Вера первая подошла ко мне. Она обняла меня, но меня шатало.
– Что случилось? – закричала я.
– Чарлз говорит, что водосточная труба оказалась ненадежной, и он упал. Он скорей всего упал головой вниз, это все, что можно предположить.
– С ним все в порядке? – закричала я. – С ним наверняка все в порядке.
– Нет, дорогая, нет. Это же мальчик Томпсонов, да? Он был в твоей комнате прошлой ночью? – спросила она, и я кивнула.
– Но он ушел рано, и ко всему прочему он умеет хорошо лазить, – сказала я. – Он может взобраться на самое высокое дерево.

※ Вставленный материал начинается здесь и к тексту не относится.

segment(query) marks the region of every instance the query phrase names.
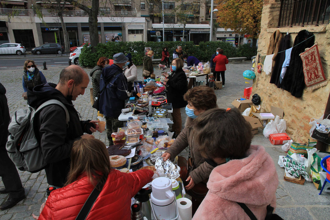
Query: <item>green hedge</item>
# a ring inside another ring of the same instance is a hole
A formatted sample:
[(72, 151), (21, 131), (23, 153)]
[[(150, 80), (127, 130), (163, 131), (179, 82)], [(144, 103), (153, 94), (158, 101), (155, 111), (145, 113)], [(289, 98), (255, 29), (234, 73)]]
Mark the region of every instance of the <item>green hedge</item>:
[(92, 53), (90, 47), (87, 45), (82, 49), (79, 56), (79, 63), (84, 67), (92, 67), (96, 65), (99, 58), (105, 56), (112, 59), (113, 55), (122, 52), (125, 54), (132, 54), (132, 61), (135, 65), (142, 65), (145, 47), (151, 47), (154, 52), (154, 59), (161, 58), (162, 51), (164, 47), (167, 47), (170, 55), (179, 46), (182, 46), (184, 53), (189, 56), (196, 57), (201, 61), (210, 60), (212, 54), (214, 53), (218, 47), (224, 50), (224, 54), (228, 57), (245, 56), (250, 59), (256, 54), (256, 49), (253, 49), (249, 44), (240, 45), (238, 48), (232, 44), (222, 41), (201, 42), (196, 45), (192, 41), (183, 42), (181, 41), (149, 42), (146, 43), (142, 41), (134, 42), (110, 42), (107, 44), (100, 43), (96, 47), (96, 52)]

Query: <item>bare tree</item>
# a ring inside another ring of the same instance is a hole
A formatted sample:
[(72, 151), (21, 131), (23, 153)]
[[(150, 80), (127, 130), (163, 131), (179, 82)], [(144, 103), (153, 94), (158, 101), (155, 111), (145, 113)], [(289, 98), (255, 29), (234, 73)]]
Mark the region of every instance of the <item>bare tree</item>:
[(99, 34), (97, 30), (97, 16), (99, 13), (99, 0), (92, 0), (89, 7), (88, 2), (82, 3), (79, 0), (66, 0), (70, 4), (86, 12), (88, 15), (88, 25), (89, 28), (89, 37), (92, 46), (92, 52), (95, 52), (95, 47), (99, 43)]

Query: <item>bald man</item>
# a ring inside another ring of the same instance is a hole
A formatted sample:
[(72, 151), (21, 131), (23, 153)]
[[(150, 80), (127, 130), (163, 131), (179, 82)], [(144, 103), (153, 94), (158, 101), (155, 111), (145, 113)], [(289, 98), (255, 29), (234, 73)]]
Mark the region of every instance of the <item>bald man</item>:
[(32, 108), (36, 109), (47, 101), (56, 99), (64, 104), (69, 112), (68, 126), (65, 110), (56, 105), (45, 107), (34, 117), (35, 131), (48, 164), (45, 171), (51, 185), (62, 187), (66, 182), (73, 142), (80, 138), (93, 138), (91, 134), (99, 130), (98, 121), (81, 120), (72, 104), (78, 96), (83, 95), (89, 81), (82, 68), (72, 65), (62, 71), (57, 85), (47, 83), (28, 90), (29, 103)]

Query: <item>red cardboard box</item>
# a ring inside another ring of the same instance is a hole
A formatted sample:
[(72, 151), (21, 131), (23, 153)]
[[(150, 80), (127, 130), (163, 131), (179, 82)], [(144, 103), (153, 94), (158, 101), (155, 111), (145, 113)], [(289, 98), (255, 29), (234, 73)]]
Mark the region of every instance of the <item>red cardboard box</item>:
[(269, 135), (269, 141), (273, 145), (284, 144), (287, 143), (291, 139), (289, 137), (286, 133), (272, 134)]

– Это случилось из-за водосточной трубы, а не по его вине, – ответила Вера. – Его родители наверное с ума сошли, пытаясь узнать, что с ним случилось. Чарлз послал к Томпсонам Кларка Джоунса.

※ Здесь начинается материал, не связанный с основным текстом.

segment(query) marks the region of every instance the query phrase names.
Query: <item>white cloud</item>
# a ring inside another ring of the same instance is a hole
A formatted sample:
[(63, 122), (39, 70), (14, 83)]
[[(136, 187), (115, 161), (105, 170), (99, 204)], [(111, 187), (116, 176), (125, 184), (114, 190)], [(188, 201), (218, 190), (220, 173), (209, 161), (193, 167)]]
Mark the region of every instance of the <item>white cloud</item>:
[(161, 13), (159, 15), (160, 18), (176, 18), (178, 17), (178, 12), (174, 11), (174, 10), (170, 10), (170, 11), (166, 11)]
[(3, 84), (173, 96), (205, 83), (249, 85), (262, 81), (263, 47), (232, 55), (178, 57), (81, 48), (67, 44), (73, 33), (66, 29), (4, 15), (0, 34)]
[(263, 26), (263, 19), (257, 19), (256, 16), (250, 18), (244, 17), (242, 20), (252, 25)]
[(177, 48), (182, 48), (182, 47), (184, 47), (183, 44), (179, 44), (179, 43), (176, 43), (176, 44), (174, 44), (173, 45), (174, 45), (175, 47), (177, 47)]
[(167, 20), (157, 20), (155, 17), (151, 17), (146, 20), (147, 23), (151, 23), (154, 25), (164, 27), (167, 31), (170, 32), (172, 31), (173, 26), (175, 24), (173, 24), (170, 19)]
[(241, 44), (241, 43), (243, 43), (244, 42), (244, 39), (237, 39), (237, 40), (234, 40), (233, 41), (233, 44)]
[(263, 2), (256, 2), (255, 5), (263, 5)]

– Я хочу его видеть, – сказала я.
Вера помогла мне встать и проводила меня к Нильсу. Чарлз поднял взгляд от тела и покачал головой.
– Этот кусок трубы проржавел в стыках и не выдержал его веса. Ему не следовало бы надеяться на трубу.
– С ним ведь все будет в порядке? Правда? – спросила я в отчаянии.
Чарлз посмотрел на Веру, а потом на меня.
– Его нет с нами больше, мисс Лилиан. Это падение оказалось смертельным для него. Я думаю, что сломана шея.
– О, пожалуйста, нет. Пожалуйста. Господи, нет, – стонала я, опустившись на колени возле Нильса. Медленно я отогнула одеяло и посмотрела на него. Его глаза были уже навечно крепко закрыты Смертью, той Смертью, которая уже посещала этот дом раньше и, ликуя, забрала у нас Евгению. Я замотала головой, не веря в случившееся. Это не мог быть Нильс. Лицо было слишком бледным, а губы слишком синими и толстыми. Ничто в этом лице не напоминало прежнего Нильса. Я улыбнулась над своей глупой ошибкой.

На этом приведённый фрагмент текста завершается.